Though it may be futile to try to beat the market through security selection, Kritzman – the prominent quantitative manager, educator, and author who is currently managing director and chief investment officer of Windham Capital Management – nevertheless believes that the stock market, or any market taken as a whole, can be priced incorrectly.  In a recent issue of Financial Analysts Journal, Kritzman admonished readers to “respect the micro-efficiency of markets” but also to “Manage the macro-inefficiency of markets.”1

Kritzman has been researching how best to follow his second imperative for some time. In 2010, in the same journal, he published a paper on how to measure financial turbulence, which he defined as “a condition in which asset prices, given their historical patterns of behavior, behave in an uncharacteristic fashion, including extreme price moves, decoupling of correlated assets, and convergence of uncorrelated assets.”2 He noted there that in periods of financial turbulence, returns poorly compensate for risk, and that, although such periods arrive unexpectedly, they tend to persist.  His measure, he suggested, could be used to stress-test portfolios and to adjust their composition to make them more resistant to turbulence.

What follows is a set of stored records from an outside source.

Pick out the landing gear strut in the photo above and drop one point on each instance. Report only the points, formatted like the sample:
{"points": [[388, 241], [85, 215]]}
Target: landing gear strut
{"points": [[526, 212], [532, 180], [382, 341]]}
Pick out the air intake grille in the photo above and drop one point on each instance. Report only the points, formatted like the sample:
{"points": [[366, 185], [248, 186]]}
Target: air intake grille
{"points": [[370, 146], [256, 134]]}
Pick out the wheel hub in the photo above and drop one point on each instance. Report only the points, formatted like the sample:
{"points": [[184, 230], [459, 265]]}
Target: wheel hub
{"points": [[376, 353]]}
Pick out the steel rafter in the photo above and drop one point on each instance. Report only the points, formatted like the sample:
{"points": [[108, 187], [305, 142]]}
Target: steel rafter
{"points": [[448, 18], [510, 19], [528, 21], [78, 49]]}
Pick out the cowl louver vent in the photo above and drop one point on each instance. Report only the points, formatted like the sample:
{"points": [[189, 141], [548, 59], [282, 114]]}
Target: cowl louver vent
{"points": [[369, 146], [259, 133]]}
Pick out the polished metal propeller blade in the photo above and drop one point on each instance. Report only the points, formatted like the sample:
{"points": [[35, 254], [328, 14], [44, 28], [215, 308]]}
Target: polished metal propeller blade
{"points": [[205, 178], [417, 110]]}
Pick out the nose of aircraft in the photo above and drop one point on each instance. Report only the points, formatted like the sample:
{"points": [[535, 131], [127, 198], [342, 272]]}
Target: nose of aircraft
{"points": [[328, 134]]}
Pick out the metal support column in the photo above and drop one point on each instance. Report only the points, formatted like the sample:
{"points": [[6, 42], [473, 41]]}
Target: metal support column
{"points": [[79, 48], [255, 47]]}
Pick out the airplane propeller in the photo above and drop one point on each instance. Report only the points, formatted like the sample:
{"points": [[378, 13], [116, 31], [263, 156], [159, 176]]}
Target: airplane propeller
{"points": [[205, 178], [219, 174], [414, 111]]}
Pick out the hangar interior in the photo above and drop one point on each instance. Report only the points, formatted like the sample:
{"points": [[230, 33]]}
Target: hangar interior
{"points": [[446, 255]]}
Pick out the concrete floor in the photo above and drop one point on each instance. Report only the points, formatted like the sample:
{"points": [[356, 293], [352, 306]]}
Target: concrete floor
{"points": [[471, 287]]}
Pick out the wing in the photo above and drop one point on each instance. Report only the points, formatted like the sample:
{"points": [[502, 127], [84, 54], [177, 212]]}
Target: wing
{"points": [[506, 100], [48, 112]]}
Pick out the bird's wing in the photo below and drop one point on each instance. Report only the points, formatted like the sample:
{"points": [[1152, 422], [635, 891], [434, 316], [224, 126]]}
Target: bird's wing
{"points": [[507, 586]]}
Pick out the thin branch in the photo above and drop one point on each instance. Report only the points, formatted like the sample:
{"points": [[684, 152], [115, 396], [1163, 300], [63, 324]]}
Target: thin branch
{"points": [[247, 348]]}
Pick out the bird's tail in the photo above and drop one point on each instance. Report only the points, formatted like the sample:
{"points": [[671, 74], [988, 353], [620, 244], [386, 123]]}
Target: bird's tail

On Tuesday, December 20, Kritzman spoke to the Boston chapter of QWAFAFEW (Quantitative Work Alliance for Applied Finance, Education, and Wisdom) about his latest research, which examines the large-scale fragility of equity markets. The subject, complementary to his previous research, was systemic risk and the sensitivity of sectors, industries, and individual companies to that risk. His talk was a summary and update of a recently published paper of his. (At the outset, he acknowledged his collaborators, William B. Kinlaw and David Turkington, both of State Street Associates/State Street Global Markets.)

1. Mark Kritzman, “Post-Crisis Investment Management,” Financial Analysts Journal, January/February 2011, Vol. 67, No. 1:4-8.

2. Mark Kritzman and Yuanzhen Li, “Skulls, Financial Turbulence, and Risk Management,” Financial Analysts Journal, September/October 2010, Vol. 66, No. 5: 30-41.